Selanjurnya, bila dicermati dari arti kata per kata adalah :
– tamiang = sejenis bambu yang berukuran kecil
-meulit = melilit
-ka = ke
-bitis = betis
Seperti disebutkan di atas tadi, arti peribahasa tamiang meulit ka bitis sama dengan senjata makan tuan. Yaitu perbuatan buruk yang kembali pada diri si pelaku.
Dalam mengarungi kehidupan, memang kita harus selalu mampu membedakan pengertian “baik dan buruk” dengan pemahanan “benar dan salah”. Ini mutlak dikenali, karena ukuran benar dan salah, hanya merujuk kepada kekuatan berpikir dan kekuatan berperasaan. Berbeda dengan baik dan buruk. Selain dilandasi oleh kekuatan berpikir dan kekuatan berperasaan, makna baik dan buruk akan dilengkapi pula oleh kekuatan berkeyakinan.
Dengan demikian dapat ditegaskan, yang benar belum tentu baik, tapi yang baik pasti akan benar. Sejalan dengan itu, yang salah belum tentu buruk, namun yang buruk pasti salah. Atas hal yang demikian, dalam melakoni kehidupan berbangsa, bernegara dan bermasyarakat, sudah seharusnya kita memegang teguh kehidupan yang baik dan buruk, bukan sekedar benar dan salah.
Tamiang Meulit Ka Bitis adalah sebuah pengingat agar dalam menjalani kehidupan, kita selalu berpihak kepada tiga kekuatan diatas. Ketiganya merupakan satu kesatuan dan saling melengkapi satu dengan lainnya. Itu sebabnya, tidak terlalu berlebihan bila dikatakan, setiap sikap, tindakan dan cara pandang dalam menyikapi sesuati persoalan, kita mesti melaluinya dengan ukuran baik dan buruk.
Pepeling atau pengingat Tamiang Meulit Ka Bitis yang dalam bahasa keseharian sering dimaknai sebagai senjata makan tuan, lebih memberi arahan agar dalam menjalani kehidupan, kita selalu mengedepankan prinsip kebaikan bagi sesama, sehingga apa yang dilakukan dapat memberi berkah kehidupan bagi sesama. Kita harus tendang jauh-jauh perilaku yang menjurus ke keburukan.

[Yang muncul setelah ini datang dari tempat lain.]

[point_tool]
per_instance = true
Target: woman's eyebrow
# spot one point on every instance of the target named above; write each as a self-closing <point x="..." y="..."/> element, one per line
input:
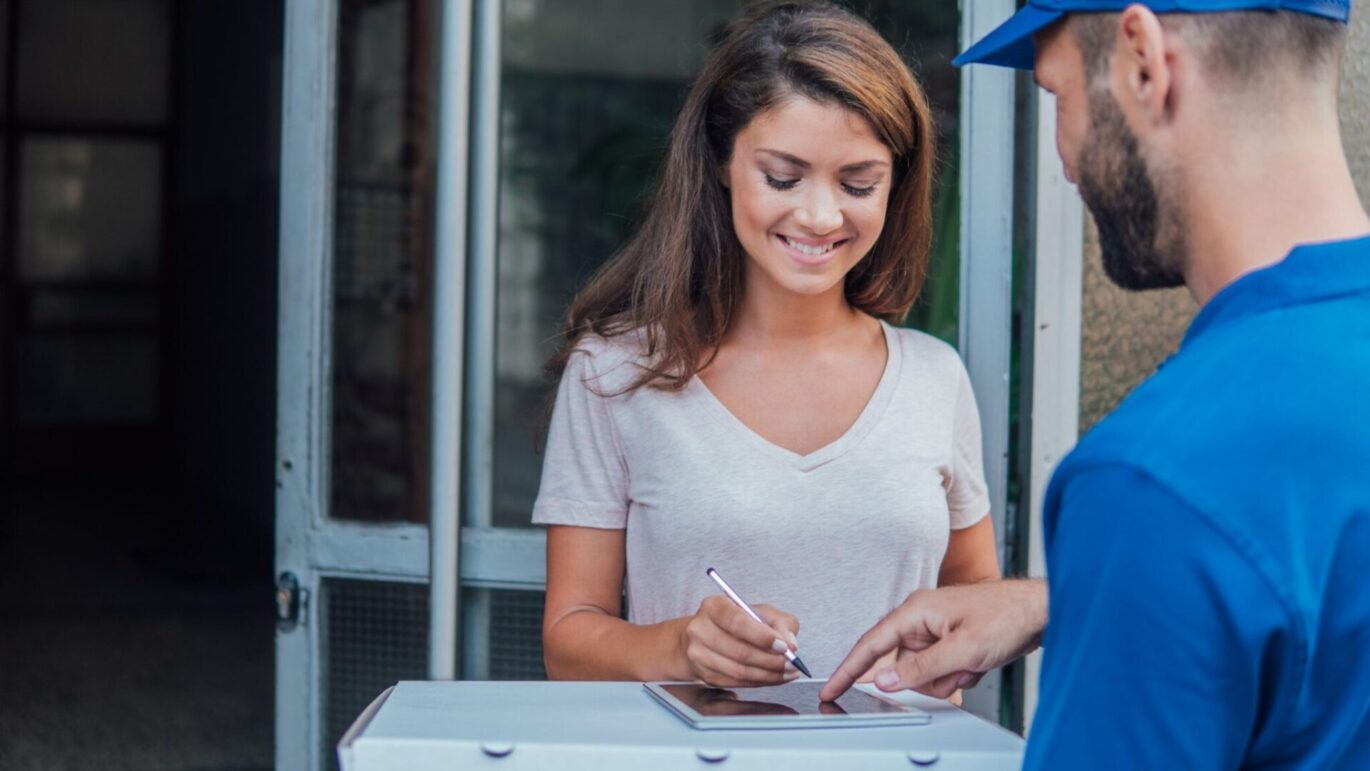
<point x="802" y="163"/>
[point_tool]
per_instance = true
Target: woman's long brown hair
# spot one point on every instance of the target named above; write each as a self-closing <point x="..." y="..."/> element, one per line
<point x="678" y="281"/>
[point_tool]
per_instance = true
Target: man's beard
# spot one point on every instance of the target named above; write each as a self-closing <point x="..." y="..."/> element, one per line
<point x="1118" y="188"/>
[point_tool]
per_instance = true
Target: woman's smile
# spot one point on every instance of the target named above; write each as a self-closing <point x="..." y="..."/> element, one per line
<point x="810" y="251"/>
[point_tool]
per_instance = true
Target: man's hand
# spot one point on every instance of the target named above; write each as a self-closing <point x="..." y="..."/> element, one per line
<point x="948" y="638"/>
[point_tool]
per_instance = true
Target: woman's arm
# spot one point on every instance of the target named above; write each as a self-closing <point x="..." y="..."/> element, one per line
<point x="970" y="555"/>
<point x="585" y="638"/>
<point x="582" y="634"/>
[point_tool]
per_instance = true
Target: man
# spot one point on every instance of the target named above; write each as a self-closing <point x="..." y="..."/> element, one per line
<point x="1209" y="542"/>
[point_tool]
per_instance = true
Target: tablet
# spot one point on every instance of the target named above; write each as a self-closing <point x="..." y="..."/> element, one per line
<point x="791" y="705"/>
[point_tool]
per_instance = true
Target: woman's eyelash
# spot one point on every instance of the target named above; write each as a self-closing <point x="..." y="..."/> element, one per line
<point x="788" y="184"/>
<point x="781" y="184"/>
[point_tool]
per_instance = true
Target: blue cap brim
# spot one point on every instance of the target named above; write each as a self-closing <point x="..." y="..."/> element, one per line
<point x="1010" y="44"/>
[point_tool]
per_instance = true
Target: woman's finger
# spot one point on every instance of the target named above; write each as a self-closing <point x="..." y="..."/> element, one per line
<point x="739" y="674"/>
<point x="737" y="623"/>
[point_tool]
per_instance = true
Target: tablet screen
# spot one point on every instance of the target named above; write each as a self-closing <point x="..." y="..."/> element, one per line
<point x="791" y="699"/>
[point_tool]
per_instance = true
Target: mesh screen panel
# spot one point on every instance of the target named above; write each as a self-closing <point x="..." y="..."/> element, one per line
<point x="517" y="636"/>
<point x="376" y="633"/>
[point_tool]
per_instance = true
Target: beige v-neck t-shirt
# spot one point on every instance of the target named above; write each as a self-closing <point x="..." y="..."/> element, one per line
<point x="836" y="537"/>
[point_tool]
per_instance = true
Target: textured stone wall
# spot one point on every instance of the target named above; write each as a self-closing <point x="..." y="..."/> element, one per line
<point x="1355" y="100"/>
<point x="1126" y="334"/>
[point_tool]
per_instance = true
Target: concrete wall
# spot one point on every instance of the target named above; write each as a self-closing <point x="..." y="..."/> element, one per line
<point x="1355" y="102"/>
<point x="1126" y="334"/>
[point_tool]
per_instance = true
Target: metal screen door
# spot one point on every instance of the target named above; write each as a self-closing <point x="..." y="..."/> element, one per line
<point x="369" y="360"/>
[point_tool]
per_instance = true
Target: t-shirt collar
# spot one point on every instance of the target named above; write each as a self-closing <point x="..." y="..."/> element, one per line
<point x="1310" y="273"/>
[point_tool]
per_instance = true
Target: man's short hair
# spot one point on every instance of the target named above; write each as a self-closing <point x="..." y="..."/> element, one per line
<point x="1240" y="47"/>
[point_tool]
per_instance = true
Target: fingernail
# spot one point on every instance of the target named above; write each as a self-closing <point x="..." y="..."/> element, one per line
<point x="887" y="679"/>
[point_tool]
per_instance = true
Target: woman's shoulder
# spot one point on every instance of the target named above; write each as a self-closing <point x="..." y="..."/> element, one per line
<point x="925" y="349"/>
<point x="613" y="362"/>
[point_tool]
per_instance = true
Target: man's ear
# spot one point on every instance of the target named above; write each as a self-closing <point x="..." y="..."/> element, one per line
<point x="1143" y="74"/>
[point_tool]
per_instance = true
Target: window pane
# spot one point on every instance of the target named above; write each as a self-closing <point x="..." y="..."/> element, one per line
<point x="382" y="258"/>
<point x="91" y="210"/>
<point x="67" y="308"/>
<point x="589" y="91"/>
<point x="76" y="380"/>
<point x="93" y="60"/>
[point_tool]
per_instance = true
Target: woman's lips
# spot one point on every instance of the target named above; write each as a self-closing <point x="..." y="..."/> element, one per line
<point x="808" y="252"/>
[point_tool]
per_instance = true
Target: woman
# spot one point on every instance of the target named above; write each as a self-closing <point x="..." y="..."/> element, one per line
<point x="733" y="395"/>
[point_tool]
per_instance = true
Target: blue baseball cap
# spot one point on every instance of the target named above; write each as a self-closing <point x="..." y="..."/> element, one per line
<point x="1010" y="44"/>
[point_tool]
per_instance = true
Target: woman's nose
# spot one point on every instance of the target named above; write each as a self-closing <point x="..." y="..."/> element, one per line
<point x="819" y="214"/>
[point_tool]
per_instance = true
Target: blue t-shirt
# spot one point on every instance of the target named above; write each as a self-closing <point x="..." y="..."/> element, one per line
<point x="1209" y="542"/>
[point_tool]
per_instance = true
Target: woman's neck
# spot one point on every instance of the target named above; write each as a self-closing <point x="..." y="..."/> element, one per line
<point x="773" y="315"/>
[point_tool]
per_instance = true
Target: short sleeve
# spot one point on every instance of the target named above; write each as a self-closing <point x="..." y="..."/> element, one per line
<point x="1165" y="644"/>
<point x="967" y="496"/>
<point x="584" y="470"/>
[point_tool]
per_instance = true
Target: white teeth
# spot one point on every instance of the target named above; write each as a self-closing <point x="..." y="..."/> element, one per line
<point x="807" y="249"/>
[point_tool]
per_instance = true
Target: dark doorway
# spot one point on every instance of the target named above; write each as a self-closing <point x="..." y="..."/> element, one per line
<point x="137" y="382"/>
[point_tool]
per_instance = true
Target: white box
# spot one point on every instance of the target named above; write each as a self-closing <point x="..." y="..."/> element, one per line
<point x="521" y="726"/>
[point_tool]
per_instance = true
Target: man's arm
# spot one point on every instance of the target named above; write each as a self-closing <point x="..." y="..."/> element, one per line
<point x="1162" y="634"/>
<point x="948" y="637"/>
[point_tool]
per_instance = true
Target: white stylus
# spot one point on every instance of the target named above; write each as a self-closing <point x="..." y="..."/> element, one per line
<point x="748" y="610"/>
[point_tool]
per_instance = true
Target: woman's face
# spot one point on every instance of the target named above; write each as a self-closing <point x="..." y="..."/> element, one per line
<point x="808" y="186"/>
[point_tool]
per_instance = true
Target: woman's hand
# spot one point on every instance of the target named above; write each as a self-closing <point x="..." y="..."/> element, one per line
<point x="726" y="648"/>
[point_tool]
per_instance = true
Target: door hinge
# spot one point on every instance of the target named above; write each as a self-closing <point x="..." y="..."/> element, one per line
<point x="291" y="601"/>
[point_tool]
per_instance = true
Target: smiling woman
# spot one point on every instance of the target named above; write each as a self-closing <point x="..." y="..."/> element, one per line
<point x="733" y="392"/>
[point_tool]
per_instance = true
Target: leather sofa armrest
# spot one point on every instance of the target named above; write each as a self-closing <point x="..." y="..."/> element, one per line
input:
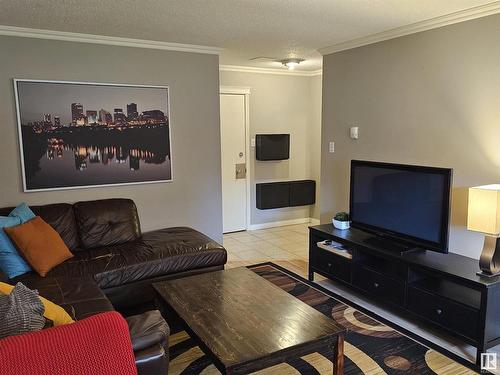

Sebetulnya tidak susah untuk berbuat baik. Biaya dan harganya pun tidak mahal. Kata kuncinya ada pada niat kita sendiri. Selama ada niat, selama itu pula taburan kebaikan bakal muncul dalam perilaku sehari-hari. Inilah pentingnya, selalu berpikir positif dan berusaha untuk berbuat yang terbaik bagi semua orang, agar kita senantiasa mendapati kebaikan. Jangan balas keburukan dengan keburukan yang sama, supaya bahagia di dunia dan akhirat.
Memasuki bulan suci romadhon, setiap anak bangsa di negeri ini, jangan lagi mengumbar nafsu hanya untuk membela kepentingan pribadi. Tidak perlu berdebat hal-hal yang tidak produktif. Setiap orang pasti memiliki kelemahan dan kekurangan. Di bulan romadhon inilah sesama anak bangsa perlu untuk saling berbagi pikir dan bersambung rasa guna melakoni kehidupan yang semakin baik.
Betapa indahnya kita hidup di Tanah Merdeka, bila sesama anak bangsa saling mengingatkan kekurangxn dan kelemahan untuk selanjutnya kita perbaiki bersama. Namun betapa sedihnya j8ka di bulan suci romadhon ini, kita saksikan ada para petinggi negeri ini yang saling gertak hanya untuk memuaskan kepentingan sesaat. Sebaiknya hindari dan stop perilaku politik yang saling menyalahkan. Sebab, dalam hidup ini tidak akan pernah ada yang namanya benar sendiri.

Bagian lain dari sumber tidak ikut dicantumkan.